Overview :
This project entails building a pipeline to facilitate the extraction of data pertaining to orders and order items from a relational database management system (RDBMS). The extracted data will then undergo processing to compute daily product revenue, followed by its integration into BigQuery tables. The primary objective is to make the processed data accessible to Business Analytics (BA) developers for the creation of requisite reports and dashboards.
Requirements :
Data Extraction: Retrieve relevant data from the RDBMS, specifically focusing on orders and order items. Data Processing: Perform computation tasks to derive daily product revenue from the extracted data. Data Loading: Incorporate the pre-processed daily product revenue data into designated BigQuery tables. Accessibility: Ensure that BA developers have the necessary access and permissions to utilize the data stored in BigQuery for their reporting and dashboard development needs.
Usage:
- Data Extraction: Utilize appropriate methods to query the RDBMS and extract the required data related to orders and order items.
- Data Processing: Implement computational logic to process the extracted data and compute daily product revenue.
- Data Loading: Establish a mechanism to load the pre-processed daily product revenue data into the designated BigQuery tables.
- Report and Dashboard Development: BA developers can leverage the data stored in BigQuery to generate the necessary reports and dashboards as per the project requirements.
We possess JSON files that are uploaded into Google Cloud Storage (GCS), serving as our data lake, containing data related to orders and order items. Our objective is to transform these JSON files into Parquet format. Subsequently, leveraging these Parquet files, we aim to perform computations to derive daily product revenue. To facilitate efficient data processing, we intend to create either views or tables. Following the computation of daily product revenue, the results are preserved in GCS in Parquet format.

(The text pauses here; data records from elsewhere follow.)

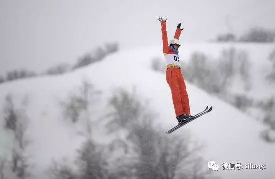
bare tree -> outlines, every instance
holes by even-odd
[[[6,158],[0,158],[0,179],[6,179],[4,170],[6,162]]]
[[[106,44],[106,52],[107,54],[114,53],[119,50],[118,44],[117,42],[108,43]]]
[[[73,123],[77,122],[83,113],[90,112],[90,107],[96,101],[96,96],[100,94],[100,91],[94,90],[92,84],[84,80],[76,92],[70,96],[68,101],[61,102],[65,118]]]
[[[16,108],[10,95],[6,98],[4,111],[6,126],[13,132],[14,136],[10,166],[18,178],[25,179],[30,176],[28,172],[30,166],[28,164],[29,156],[26,156],[25,152],[30,143],[26,136],[28,118],[24,109]]]
[[[120,131],[126,132],[124,144],[128,144],[126,151],[132,154],[129,157],[132,168],[128,170],[134,171],[132,177],[176,178],[182,164],[192,163],[188,159],[196,158],[196,150],[191,150],[188,138],[168,137],[163,131],[157,130],[160,128],[154,124],[156,114],[140,101],[140,96],[122,90],[110,99],[110,105],[114,110],[110,115],[108,128],[112,135]],[[192,170],[186,172],[194,176]],[[202,172],[202,178],[206,176]]]
[[[78,179],[78,178],[74,170],[65,160],[60,163],[54,161],[52,166],[48,172],[51,179]]]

We plan to utilize Spark code to read the data from Parquet files and load it into BigQuery for further analysis and utilization.
Additional Considerations :
Ensure that error handling mechanisms are in place to address any issues encountered during the extraction, processing, or loading phases of the pipeline. Implement appropriate logging functionalities to facilitate troubleshooting and monitoring of the pipeline activities. We are automating the pipeline execution by scheduling it to run at regular intervals using tools like cron jobs or Apache Airflow.
Data Model :
This overview outlines the project's objectives, requirements, and usage guidelines.